Author: 0xBrooker The Fed's rate cut and liquidity injection raised the bottom for BTC this week; disappointing earnings reports from AI tech stocks continued toAuthor: 0xBrooker The Fed's rate cut and liquidity injection raised the bottom for BTC this week; disappointing earnings reports from AI tech stocks continued to

Crypto Market Weekly Review (December 8th - December 14th): Interest Rate Cuts Provide Support, Earnings Reports Suppress, BTC Continues Narrow Range Trading

2025/12/15 16:00

Author: 0xBrooker

The Fed's rate cut and liquidity injection raised the bottom for BTC this week; disappointing earnings reports from AI tech stocks continued to squeeze the valuations of high-beta assets, limiting BTC's upside potential. Ultimately, after testing last week's high, BTC continued its medium-term "bottoming out" trend.

ETH, which experienced a larger drop earlier, rebounded more strongly, but eventually followed the overall market trend and fell back.

Driven by interest rate cuts and a slight improvement in short-term liquidity, both attempted to break through the downtrend line this week, but ultimately failed and fell back to the upper edge of the downtrend line.

Overall, BTC is moving in tandem with the Nasdaq, awaiting the release of November's CPI and non-farm payroll data next week to provide guidance for a market lacking trading opportunities. It also faces the impact of Japan's interest rate hike next week.

Policy, macro-financial and economic data

After a rollercoaster ride that severely impacted Bitcoin's rally, the Federal Reserve cut interest rates by 25 basis points to 3.50%-3.75% as expected at its November meeting.
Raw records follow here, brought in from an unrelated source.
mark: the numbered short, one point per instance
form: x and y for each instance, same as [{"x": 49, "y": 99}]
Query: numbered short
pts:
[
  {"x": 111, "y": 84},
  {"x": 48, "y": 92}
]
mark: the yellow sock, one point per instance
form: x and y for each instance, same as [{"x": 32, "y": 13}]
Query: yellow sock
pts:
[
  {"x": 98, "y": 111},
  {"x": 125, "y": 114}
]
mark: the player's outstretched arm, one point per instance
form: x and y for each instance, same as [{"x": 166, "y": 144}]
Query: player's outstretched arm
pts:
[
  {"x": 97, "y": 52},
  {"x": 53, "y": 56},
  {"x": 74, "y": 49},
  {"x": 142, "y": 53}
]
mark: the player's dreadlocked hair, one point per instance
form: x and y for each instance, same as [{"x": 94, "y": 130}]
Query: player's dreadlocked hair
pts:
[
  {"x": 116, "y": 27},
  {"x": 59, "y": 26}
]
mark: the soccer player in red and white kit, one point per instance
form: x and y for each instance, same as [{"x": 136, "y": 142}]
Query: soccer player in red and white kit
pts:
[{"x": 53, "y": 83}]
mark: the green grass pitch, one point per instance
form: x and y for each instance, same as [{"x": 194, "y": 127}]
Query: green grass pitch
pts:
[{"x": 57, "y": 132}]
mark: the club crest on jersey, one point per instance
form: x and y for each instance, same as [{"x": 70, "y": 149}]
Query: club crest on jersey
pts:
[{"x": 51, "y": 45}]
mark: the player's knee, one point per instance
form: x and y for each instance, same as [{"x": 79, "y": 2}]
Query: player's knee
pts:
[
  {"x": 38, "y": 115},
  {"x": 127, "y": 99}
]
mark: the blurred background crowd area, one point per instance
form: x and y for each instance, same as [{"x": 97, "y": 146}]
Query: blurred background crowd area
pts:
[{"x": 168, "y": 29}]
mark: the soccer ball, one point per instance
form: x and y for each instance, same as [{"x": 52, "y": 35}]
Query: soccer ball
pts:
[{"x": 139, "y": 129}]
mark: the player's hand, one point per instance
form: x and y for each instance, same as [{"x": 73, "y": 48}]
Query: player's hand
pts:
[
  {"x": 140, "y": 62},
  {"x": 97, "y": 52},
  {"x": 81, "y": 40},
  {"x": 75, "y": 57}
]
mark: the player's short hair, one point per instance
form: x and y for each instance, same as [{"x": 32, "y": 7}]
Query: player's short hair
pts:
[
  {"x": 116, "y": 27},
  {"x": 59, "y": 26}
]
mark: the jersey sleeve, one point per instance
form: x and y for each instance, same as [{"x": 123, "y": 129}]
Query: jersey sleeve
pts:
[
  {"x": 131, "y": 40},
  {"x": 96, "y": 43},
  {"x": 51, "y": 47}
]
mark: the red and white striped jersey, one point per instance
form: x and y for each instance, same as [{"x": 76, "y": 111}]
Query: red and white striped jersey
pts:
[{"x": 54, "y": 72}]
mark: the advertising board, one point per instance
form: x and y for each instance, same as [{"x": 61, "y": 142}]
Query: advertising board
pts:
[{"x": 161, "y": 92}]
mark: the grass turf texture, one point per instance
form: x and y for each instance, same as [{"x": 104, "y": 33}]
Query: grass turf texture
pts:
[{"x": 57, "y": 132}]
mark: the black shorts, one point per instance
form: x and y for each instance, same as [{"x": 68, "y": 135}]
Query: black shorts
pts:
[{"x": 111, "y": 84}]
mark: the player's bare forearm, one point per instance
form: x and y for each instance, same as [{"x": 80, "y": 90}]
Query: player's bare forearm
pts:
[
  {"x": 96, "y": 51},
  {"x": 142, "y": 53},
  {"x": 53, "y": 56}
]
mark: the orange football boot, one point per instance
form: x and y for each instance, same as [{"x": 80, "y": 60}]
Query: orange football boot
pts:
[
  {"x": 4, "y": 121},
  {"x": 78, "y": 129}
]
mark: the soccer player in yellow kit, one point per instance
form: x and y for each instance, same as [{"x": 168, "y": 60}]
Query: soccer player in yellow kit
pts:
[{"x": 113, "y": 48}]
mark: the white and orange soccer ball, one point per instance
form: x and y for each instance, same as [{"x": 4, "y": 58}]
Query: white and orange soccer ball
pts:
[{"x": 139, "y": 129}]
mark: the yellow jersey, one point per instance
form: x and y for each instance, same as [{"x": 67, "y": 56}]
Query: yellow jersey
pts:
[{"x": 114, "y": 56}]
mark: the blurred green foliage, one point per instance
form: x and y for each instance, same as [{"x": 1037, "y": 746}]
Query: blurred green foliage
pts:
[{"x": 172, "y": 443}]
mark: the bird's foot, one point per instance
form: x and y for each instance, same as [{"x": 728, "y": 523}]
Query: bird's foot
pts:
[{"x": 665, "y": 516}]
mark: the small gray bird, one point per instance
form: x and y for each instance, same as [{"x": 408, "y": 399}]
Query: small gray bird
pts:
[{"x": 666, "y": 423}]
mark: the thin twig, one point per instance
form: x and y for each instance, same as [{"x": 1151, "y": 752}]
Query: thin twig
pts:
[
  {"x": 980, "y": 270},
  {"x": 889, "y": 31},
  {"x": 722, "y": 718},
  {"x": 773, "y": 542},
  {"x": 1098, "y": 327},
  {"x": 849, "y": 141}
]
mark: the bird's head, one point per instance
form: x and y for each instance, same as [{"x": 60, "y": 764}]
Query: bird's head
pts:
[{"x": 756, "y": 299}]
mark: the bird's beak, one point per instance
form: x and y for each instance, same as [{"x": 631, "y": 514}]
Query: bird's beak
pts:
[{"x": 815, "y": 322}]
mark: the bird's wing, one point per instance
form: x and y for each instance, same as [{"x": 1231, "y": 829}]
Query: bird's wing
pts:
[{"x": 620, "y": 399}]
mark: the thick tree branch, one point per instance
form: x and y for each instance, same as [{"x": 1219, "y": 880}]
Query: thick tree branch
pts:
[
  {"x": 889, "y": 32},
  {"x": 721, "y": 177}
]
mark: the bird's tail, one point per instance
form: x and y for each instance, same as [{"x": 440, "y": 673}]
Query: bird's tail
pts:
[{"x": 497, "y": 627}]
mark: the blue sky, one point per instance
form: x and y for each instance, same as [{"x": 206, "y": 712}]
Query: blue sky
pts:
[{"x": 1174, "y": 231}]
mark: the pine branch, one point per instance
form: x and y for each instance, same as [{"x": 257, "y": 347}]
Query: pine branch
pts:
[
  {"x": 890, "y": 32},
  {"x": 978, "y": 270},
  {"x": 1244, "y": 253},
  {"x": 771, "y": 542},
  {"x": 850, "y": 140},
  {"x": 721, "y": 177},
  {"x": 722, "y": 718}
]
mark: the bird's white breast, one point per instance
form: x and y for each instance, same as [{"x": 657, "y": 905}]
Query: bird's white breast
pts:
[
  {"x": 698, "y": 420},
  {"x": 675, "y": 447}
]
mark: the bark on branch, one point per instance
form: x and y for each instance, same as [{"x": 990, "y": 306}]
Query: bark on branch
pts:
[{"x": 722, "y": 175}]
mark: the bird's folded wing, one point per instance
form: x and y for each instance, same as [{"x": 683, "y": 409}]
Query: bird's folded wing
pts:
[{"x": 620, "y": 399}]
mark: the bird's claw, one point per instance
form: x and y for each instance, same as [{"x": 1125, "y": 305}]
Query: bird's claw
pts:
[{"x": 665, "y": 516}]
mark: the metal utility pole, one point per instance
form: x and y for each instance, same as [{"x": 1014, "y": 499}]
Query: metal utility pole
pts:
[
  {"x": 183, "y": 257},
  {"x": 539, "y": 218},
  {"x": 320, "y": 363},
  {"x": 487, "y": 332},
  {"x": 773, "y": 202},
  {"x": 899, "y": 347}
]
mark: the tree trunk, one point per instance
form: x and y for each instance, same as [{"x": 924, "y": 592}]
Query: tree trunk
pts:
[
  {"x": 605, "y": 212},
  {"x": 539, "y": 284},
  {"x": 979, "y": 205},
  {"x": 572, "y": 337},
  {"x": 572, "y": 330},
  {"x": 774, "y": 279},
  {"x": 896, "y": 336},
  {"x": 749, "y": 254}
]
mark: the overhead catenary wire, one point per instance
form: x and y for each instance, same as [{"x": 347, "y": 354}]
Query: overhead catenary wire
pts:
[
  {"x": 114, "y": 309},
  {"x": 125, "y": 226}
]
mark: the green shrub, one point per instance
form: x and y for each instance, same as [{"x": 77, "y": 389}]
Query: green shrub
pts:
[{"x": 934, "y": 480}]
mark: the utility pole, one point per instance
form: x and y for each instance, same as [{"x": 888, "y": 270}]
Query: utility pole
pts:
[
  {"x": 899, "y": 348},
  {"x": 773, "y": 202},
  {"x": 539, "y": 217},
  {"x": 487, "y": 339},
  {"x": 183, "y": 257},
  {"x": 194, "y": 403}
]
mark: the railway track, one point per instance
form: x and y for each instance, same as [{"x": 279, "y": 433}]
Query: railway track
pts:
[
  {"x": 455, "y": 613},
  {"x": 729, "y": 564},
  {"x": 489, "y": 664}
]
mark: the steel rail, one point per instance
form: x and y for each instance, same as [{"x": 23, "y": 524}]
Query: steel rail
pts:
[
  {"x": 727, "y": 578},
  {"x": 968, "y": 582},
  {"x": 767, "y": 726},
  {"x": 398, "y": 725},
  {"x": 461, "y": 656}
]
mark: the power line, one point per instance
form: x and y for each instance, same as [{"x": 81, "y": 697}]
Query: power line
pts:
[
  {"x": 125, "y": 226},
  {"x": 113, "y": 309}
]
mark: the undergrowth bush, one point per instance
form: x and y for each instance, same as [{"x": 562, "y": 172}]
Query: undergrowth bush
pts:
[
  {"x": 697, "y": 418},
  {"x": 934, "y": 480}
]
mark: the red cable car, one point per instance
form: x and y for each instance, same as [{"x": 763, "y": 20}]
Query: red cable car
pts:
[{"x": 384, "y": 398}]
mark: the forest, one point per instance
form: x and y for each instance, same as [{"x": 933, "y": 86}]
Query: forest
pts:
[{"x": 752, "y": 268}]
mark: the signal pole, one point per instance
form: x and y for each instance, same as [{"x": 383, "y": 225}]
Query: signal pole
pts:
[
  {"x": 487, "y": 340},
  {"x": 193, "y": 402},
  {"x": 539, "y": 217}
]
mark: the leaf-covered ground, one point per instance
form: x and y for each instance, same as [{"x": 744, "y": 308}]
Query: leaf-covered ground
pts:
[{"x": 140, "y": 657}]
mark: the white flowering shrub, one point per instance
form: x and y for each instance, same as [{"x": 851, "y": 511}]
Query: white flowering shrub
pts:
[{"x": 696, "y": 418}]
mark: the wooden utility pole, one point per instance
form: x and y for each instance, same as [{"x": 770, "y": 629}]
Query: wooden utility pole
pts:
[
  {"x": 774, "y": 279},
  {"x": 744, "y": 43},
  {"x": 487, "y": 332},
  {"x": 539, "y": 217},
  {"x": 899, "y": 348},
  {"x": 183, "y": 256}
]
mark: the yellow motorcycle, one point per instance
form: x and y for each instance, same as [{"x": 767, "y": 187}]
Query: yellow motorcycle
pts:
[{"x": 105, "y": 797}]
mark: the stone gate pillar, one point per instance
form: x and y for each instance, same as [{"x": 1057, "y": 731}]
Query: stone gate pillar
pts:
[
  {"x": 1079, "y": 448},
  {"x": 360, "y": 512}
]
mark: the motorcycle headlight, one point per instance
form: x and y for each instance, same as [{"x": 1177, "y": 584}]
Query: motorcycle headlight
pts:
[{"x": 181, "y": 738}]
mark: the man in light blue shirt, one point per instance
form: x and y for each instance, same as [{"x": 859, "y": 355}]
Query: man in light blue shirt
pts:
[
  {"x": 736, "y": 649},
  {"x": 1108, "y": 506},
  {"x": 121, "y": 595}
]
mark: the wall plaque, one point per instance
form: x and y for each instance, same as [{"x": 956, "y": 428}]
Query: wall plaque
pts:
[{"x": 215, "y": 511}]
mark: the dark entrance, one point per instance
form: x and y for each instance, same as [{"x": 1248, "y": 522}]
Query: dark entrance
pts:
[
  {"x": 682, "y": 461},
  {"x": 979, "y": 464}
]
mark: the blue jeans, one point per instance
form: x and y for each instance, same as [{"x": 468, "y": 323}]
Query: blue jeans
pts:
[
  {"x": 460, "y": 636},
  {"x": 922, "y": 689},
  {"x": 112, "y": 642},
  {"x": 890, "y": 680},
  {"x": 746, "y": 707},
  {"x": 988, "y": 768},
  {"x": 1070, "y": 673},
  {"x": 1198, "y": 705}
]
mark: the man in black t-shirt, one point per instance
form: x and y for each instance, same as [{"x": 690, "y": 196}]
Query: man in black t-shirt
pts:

The Fed's statement emphasized that in the "dual mandate risk trade-off," downside risks to employment have increased, while inflation "remains slightly elevated"; further adjustments will depend on data, the outlook, and the balance of risks to determine "the magnitude and timing of further adjustments." This implies that the Fed is currently slightly biased towards the employment side in its dual mandate.

This somewhat dovish statement was overshadowed by internal discord within the Federal Reserve—9/12 in favor, 3 against (1 advocated for a 50bp cut; 2 advocated for no cut).

The dot plot for 2026-2028 is significantly more dispersed, indicating inconsistent considerations regarding the trade-off between "sticky inflation" and "slowing employment." The "longer run" points on the right are concentrated in the range of around 3% to slightly above 3%, suggesting a policy implication that the long-term neutral interest rate may be higher than before the pandemic. This reduces the expected rate of decline in 2026 to 1-2 times, totaling 50 basis points. This is a neutral-leaning guidance that may offer some support for employment, but is insufficient to support high-beta assets under the current circumstances.

In response to short-term liquidity constraints, the Federal Reserve restarted its purchases of short-term Treasury bonds. The press conference explained that the Reserve Measure-Based Purchase (RMP) would be implemented to maintain "ample reserves," with approximately $40 billion allocated in the first month. The Fed emphasized that the RMP does not signify a change in its monetary policy stance. The first tranche of purchases has already been completed.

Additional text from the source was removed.